While many Bowdoin seniors are searching for jobs or preparing for graduate school, Josh Magno '11 is packing his suitcase. Magno was awarded a prestigious Watson Fellowship and will spend the next year traveling the world, spending time in at least five different countries completing his project "5, 6, 7, 8, Instep, Outreach: An Exploration of Dance as Community Service."

The Watson Fellowship is awarded annually to 40 undergraduates from a pool of 40 colleges and universities in the United States each year, taking into consideration "individuals of unusual promise." Those awarded the fellowship are required to spend one year outside of the United States pursuing a project of their own design.

Director of Student Fellowships and Research Cindy Stocks discussed Magno's unique project and the many reasons why he was awarded the $25,000 grant by the Watson Foundation.

"Josh has a demonstrable passion for both dance and community service," said Stock. "The project he proposed was this ideal melding of the two things he is really passionate about. What Josh was proposing to do, there was no other way to get it done, which makes it an ideal Watson project."
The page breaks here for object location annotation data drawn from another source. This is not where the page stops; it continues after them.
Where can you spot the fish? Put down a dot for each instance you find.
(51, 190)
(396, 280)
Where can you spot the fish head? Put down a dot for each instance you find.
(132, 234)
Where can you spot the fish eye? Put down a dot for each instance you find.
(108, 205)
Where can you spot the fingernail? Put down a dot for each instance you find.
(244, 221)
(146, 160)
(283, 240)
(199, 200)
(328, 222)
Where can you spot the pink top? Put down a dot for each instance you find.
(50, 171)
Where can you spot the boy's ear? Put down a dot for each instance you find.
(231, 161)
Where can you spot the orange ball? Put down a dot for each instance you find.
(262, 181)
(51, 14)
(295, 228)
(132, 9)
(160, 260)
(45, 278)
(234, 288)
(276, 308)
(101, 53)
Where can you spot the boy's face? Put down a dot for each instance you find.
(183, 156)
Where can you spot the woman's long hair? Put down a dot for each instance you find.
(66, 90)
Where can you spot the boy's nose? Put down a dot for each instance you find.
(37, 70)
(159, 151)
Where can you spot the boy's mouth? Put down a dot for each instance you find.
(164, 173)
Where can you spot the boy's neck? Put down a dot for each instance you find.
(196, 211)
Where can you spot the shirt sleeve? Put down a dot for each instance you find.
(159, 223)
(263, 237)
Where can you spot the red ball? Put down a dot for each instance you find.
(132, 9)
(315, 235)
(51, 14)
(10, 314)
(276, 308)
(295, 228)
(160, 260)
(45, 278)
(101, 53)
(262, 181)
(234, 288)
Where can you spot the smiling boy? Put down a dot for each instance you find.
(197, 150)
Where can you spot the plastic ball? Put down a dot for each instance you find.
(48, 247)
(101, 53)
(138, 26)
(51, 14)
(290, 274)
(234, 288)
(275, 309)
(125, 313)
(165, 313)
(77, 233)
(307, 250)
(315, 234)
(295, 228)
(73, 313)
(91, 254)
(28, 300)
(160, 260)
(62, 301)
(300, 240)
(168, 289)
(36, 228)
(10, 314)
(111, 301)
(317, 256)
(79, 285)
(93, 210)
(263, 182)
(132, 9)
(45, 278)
Magno's project brings together his commitment to community service and his love of dance, both stemming from his Bowdoin experience and beyond.

"I first wanted to do something with dance and pop culture and looking at how they varied throughout different countries," said Magno. "Then a friend showed me a video of a company in India that teaches dance to the blind. I remember thinking to myself, 'Why didn't I think of this before?'"

By joining dance companies in Argentina, the United Kingdom, France, Egypt, India and Uganda, Magno intends to explore how dance groups around the world incorporate community service projects into their performances and unique cultural styles.

"A part of me identifies with each of the companies," said Magno. "The ones that perform for awareness and education plucked a certain string inside me."

Magno also spoke about the potential his project has to impact others.

"There is just something about dance that when you watch, it shows what is relevant and important in a community or a society," he said. "To me, dance, especially put in the context of the Watson, just shows something that is important to you."

Stocks echoed this comment when she spoke about the influence Magno's project will have here in the Bowdoin community as well as abroad.

"I think that students seeing Josh going and doing these things puts fellowships on the radar screen and within reach of others," she said. "Who knows what Josh will experience and how he might bring that back to Bowdoin in the years to come."

"That's the exciting part of it, that untapped potential," Stocks added.